🤖 AI Summary
User Stance Detection (UserSD) has long suffered from the absence of high-quality benchmark datasets that jointly capture linguistic and social structural signals. To address this, we introduce TwiUSD—the first large-scale, manually annotated UserSD benchmark—comprising 16,211 users and 47,757 tweets with explicit follower-followee relationships, enabling the first explicit modeling of social attention graphs. To tackle the heterogeneity between textual and graph-structured data, we propose MRFG, a structure-aware framework integrating LLM-driven relevance filtering with topology-aware multi-scale feature routing, which adaptively coordinates GNNs and MLPs for joint representation learning. Extensive experiments demonstrate that MRFG significantly outperforms state-of-the-art PLMs, graph-based models, and LLM prompting methods under both in-target and cross-target evaluation settings.

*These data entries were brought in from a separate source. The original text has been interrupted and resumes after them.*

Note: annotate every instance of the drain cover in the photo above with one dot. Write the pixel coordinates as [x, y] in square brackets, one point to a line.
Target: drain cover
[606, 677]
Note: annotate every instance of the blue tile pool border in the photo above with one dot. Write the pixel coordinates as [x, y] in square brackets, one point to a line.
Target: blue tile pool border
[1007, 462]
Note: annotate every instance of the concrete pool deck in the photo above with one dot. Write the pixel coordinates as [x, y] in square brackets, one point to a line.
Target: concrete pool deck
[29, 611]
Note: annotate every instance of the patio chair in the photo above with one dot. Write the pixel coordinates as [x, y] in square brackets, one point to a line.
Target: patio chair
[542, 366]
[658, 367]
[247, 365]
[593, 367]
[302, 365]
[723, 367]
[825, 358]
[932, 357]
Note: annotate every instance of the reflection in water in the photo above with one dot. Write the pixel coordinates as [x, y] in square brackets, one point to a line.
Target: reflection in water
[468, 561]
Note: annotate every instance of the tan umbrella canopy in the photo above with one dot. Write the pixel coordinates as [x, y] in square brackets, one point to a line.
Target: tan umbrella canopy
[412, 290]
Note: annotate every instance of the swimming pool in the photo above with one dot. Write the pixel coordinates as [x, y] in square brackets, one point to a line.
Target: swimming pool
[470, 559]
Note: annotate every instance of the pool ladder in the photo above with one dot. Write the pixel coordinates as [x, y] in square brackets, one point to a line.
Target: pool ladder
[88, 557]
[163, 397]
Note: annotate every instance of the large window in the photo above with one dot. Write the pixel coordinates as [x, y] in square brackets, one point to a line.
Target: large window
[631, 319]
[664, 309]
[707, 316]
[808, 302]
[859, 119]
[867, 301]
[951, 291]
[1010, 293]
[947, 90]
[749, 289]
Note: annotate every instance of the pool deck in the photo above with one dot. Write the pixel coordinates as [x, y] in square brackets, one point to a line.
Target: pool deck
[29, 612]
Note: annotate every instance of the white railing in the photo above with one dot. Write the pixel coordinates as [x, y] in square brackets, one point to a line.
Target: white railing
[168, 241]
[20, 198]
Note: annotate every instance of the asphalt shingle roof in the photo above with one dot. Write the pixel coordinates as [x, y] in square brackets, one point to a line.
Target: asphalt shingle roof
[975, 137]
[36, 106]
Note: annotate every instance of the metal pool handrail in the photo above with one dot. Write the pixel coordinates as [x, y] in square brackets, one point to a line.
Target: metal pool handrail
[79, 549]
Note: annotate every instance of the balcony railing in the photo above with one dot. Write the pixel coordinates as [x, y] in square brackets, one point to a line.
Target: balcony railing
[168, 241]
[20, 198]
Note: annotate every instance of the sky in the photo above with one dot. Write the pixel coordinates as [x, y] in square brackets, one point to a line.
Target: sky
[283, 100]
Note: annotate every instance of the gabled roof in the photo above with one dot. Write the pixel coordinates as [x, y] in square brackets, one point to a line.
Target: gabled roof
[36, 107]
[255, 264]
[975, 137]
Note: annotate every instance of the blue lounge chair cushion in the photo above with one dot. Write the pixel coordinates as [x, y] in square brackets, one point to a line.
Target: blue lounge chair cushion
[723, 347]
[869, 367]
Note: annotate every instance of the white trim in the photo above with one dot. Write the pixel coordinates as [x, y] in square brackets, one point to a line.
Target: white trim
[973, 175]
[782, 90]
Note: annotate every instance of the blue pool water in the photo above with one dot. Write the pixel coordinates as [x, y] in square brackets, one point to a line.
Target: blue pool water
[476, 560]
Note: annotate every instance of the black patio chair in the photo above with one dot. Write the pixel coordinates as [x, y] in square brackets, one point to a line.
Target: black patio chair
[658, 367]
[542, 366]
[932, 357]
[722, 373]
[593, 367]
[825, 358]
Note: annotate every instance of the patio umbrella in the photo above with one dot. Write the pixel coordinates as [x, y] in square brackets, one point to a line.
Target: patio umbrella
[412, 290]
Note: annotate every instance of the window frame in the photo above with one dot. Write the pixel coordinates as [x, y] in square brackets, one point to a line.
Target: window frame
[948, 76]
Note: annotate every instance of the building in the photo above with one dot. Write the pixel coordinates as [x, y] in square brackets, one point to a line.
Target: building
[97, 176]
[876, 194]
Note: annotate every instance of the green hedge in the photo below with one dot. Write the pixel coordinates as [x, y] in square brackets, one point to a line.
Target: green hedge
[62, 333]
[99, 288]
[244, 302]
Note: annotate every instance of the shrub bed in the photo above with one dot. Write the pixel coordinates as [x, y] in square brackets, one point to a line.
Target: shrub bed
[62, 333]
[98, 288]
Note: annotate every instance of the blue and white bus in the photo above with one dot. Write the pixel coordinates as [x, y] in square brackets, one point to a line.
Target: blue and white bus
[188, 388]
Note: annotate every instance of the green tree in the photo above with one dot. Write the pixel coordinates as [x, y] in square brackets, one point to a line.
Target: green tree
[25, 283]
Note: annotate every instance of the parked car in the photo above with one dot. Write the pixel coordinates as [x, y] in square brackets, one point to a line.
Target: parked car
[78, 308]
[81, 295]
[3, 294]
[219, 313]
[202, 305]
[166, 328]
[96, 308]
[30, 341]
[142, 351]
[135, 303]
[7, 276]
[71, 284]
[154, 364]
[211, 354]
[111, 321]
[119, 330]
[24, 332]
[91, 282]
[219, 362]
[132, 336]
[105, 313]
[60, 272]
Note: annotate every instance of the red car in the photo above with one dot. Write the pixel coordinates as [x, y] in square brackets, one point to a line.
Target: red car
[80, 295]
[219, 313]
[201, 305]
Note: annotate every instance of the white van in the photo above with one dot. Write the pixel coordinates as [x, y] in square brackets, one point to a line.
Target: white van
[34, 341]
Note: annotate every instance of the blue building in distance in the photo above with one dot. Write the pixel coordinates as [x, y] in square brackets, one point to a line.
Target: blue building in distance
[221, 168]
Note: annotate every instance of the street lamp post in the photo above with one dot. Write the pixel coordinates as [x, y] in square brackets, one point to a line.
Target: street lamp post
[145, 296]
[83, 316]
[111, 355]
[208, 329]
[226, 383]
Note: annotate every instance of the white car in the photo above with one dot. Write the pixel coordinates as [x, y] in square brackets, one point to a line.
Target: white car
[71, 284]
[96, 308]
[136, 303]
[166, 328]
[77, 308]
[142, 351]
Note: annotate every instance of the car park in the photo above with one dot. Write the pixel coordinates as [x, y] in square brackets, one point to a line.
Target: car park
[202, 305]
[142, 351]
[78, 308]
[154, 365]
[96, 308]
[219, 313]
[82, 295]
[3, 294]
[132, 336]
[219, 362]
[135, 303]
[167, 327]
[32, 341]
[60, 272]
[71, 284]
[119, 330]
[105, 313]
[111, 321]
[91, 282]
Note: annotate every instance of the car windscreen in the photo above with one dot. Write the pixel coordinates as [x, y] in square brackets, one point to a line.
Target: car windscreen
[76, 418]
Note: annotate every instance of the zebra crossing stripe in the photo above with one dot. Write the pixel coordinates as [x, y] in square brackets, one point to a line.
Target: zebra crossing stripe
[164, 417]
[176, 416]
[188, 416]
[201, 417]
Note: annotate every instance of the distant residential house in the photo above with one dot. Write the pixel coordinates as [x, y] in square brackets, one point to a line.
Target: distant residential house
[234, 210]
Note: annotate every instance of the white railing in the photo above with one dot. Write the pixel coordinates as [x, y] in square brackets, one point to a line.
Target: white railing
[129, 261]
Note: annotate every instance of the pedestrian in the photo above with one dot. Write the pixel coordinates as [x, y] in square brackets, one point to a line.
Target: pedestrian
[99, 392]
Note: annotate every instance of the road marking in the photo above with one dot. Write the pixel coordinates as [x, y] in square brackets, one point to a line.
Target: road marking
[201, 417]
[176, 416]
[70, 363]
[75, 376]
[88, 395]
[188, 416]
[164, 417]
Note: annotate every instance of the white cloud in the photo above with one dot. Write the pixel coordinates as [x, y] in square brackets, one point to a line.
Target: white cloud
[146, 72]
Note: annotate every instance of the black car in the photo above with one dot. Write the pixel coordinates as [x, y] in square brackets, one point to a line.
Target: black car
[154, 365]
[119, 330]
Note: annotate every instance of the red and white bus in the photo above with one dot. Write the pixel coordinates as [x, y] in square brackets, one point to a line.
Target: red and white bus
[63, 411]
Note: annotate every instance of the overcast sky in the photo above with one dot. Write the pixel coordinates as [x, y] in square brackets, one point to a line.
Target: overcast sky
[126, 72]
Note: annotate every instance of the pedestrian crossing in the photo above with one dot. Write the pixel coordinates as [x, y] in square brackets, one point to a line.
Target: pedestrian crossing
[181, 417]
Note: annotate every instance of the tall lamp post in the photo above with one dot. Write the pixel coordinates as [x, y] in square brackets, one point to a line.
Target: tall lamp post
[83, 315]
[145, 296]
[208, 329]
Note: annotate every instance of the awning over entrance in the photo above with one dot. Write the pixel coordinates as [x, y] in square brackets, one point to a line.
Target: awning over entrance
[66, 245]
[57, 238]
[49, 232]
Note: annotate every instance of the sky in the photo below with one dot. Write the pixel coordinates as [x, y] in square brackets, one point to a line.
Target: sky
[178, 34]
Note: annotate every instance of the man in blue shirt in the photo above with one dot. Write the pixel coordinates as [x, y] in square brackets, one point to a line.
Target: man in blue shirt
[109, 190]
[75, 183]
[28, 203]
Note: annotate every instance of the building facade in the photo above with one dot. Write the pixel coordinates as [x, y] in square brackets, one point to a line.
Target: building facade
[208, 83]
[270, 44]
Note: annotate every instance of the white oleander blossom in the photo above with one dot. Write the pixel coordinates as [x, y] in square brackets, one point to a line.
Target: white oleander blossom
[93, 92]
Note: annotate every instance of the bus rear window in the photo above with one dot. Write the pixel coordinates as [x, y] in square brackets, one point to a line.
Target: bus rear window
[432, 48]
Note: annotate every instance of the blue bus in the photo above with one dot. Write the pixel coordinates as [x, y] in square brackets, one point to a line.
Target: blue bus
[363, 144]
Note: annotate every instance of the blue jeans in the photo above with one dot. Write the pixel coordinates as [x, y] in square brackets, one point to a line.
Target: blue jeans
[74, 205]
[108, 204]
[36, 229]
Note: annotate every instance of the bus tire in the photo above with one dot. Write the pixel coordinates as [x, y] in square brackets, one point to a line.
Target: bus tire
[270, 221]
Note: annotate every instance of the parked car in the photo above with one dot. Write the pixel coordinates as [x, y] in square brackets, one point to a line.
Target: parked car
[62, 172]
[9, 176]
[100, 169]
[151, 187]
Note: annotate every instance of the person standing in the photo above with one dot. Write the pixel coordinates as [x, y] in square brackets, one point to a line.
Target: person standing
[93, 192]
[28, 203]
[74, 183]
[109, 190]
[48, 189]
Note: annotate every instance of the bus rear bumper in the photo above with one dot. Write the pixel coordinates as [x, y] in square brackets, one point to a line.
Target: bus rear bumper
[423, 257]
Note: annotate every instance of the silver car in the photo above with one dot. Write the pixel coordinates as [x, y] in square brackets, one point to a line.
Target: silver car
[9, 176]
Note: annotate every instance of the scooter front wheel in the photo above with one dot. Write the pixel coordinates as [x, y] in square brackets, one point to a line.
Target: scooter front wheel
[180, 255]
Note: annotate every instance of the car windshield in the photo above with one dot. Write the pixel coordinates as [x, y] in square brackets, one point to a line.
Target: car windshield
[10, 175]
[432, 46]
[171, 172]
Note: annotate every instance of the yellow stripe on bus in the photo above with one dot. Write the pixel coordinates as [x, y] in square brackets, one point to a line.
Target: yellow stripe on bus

Our results empirically validate that explicit modeling of social graph structure is critical for robust UserSD.
📝 Abstract
User-level stance detection (UserSD) remains challenging due to the lack of high-quality benchmarks that jointly capture linguistic and social structure. In this paper, we introduce TwiUSD, the first large-scale, manually annotated UserSD benchmark with explicit followee relationships, containing 16,211 users and 47,757 tweets. TwiUSD enables rigorous evaluation of stance models by integrating tweet content and social links, with superior scale and annotation quality. Building on this resource, we propose MRFG: a structure-aware framework that uses LLM-based relevance filtering and feature routing to address noise and context heterogeneity. MRFG employs multi-scale filtering and adaptively routes features through graph neural networks or multi-layer perceptrons based on topological informativeness. Experiments show MRFG consistently outperforms strong baselines (including PLMs, graph-based models, and LLM prompting) in both in-target and cross-target evaluation.